The Center for Hunger-Free Communities is about more than research and telling stories. We strongly believe in the need to take action to inform public policy. In a city where one-third to one-half of all households with children cannot afford food, everyone needs to get involved in finding solutions. Government agencies, corporations, hospitals, foundations, nonprofits and ordinary citizens all have important roles to play in this process.
Why Policy Matters
Public policy influences all of us on a daily basis. Policy decisions determine how society collects taxes, supports families, educates kids, cares for the sick, builds new roads and shelters homeless. Good policies can make lives better. For example, it can make food safer to eat and streets safer for play. In the same way, bad policies can make life harder, by making education harder to attain and health care more expensive, for example. Influencing the policy process is an important way to improve communities.
Who Makes Policy
All too often, policies and programs are created without the participation of the individuals and families who will be affected most. Elected officials and government administrators rarely hear the concerns of struggling families before casting their votes or writing regulations. The good news is that those who do speak up for themselves, their families and their neighborhoods often get heard by policymakers.
How to Inform Policy
Everyone has a role to play in shaping good public policy. Get to know the issues that matter to you. Tell your story, as the members of Witnesses to Hunger so courageously do. Contact your elected leaders and tell them you will hold them accountable for the policy choices they make. Vote. Talk to your friends and neighbors about the issues and how they can get involved.

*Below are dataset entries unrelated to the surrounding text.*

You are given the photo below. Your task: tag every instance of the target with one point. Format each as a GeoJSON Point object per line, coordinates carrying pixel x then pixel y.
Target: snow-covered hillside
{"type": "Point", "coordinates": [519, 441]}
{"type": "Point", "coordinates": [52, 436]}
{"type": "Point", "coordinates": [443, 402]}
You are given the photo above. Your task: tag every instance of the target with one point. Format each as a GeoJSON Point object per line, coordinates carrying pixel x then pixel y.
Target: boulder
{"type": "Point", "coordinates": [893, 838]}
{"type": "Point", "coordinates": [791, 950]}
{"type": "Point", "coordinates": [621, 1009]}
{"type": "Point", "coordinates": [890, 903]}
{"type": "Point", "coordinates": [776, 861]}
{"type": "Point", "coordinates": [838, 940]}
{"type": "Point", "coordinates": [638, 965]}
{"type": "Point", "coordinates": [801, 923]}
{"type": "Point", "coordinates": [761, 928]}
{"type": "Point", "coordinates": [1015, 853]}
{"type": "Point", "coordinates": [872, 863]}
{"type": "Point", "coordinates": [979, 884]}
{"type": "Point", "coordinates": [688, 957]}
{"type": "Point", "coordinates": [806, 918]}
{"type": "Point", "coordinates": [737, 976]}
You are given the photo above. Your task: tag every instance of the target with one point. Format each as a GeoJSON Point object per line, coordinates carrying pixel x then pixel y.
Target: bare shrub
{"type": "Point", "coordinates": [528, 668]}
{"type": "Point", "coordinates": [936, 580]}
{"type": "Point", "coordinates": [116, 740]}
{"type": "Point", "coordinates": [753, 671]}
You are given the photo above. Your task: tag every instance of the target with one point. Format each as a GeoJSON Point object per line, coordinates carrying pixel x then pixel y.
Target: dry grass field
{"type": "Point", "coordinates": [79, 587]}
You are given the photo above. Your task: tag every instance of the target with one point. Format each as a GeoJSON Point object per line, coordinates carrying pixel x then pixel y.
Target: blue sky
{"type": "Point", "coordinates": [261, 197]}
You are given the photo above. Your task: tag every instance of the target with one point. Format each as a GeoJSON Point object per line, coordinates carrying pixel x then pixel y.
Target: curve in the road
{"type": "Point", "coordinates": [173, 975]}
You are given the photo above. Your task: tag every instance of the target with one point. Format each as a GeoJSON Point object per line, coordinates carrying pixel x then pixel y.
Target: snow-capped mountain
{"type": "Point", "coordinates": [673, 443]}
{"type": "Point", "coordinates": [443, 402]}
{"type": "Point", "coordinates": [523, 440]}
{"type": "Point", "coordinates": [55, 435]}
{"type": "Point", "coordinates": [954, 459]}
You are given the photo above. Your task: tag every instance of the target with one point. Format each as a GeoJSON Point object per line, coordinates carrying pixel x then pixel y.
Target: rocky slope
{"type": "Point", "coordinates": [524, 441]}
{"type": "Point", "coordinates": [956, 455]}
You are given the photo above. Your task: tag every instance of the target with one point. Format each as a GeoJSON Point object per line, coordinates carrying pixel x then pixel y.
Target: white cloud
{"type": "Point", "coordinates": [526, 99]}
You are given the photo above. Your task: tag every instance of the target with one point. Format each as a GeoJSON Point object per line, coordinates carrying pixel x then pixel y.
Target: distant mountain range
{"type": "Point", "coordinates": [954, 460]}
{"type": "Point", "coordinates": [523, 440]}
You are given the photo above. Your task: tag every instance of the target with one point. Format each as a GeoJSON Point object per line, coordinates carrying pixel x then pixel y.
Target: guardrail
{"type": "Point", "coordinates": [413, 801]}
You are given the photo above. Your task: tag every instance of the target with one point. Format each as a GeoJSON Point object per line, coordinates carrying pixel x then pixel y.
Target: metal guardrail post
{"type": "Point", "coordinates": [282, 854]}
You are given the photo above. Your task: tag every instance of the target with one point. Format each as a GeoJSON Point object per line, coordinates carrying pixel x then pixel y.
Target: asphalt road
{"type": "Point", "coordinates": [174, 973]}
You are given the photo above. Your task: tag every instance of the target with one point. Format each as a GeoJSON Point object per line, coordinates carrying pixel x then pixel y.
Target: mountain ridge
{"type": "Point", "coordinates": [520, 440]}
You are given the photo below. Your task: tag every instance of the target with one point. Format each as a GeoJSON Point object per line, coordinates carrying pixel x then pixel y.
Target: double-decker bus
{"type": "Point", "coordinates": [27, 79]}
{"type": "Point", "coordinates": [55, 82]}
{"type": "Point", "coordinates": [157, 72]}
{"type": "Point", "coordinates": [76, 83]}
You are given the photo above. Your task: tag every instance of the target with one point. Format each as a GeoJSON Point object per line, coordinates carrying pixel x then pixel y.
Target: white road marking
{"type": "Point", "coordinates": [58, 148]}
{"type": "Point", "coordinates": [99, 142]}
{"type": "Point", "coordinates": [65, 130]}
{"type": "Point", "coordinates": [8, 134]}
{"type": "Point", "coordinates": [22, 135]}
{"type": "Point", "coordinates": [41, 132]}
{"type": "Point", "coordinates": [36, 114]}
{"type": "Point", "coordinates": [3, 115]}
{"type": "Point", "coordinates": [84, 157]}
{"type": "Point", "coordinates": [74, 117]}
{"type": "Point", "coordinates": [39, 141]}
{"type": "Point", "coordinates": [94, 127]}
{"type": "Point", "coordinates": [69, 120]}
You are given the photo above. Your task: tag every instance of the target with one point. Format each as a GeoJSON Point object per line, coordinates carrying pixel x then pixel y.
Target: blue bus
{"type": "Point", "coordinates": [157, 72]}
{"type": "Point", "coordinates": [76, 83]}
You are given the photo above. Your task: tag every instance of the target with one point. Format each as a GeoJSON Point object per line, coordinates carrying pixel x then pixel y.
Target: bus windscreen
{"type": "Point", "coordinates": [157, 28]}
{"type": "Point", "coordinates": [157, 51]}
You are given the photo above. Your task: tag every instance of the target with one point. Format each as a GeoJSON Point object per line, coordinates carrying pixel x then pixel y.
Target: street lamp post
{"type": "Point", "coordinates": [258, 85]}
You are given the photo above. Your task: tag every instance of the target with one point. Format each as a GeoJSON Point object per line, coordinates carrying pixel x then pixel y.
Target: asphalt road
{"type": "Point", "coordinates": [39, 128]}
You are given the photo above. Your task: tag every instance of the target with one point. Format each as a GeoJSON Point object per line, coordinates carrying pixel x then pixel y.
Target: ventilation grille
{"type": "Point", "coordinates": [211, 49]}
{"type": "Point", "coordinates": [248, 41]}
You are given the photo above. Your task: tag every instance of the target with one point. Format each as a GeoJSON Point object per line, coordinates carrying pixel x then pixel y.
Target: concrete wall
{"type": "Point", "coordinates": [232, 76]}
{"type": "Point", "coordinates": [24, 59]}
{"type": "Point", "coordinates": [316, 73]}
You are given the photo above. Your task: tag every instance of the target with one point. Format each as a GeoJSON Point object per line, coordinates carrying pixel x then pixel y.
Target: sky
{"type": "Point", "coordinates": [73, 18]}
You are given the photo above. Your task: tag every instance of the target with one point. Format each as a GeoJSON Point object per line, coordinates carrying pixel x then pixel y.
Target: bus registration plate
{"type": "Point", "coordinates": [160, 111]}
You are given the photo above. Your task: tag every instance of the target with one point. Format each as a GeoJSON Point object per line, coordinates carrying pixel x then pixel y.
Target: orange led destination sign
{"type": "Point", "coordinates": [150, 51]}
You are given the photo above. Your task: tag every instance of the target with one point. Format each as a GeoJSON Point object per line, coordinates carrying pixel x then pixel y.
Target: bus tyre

How the Center Engages in Policy Development
The Center uses its research to inform lawmakers and influencers about the impact of policies and suggest necessary changes in a number of priority areas including food, health, housing, education, banking, technology, banking and employment.
Additionally, members of the Center's programs including the Building Wealth and Health Network and Witnesses to Hunger regularly speak out and offer testimony on issues impacting their families and the community at local, state and national meetings of policy makers and write opinion and editorial articles for local and national publications. The Center also convenes and supports community members with lived experiences, such as the SNAP Participants Collaborative, in efforts to make systemic changes to address economic and food insecurity.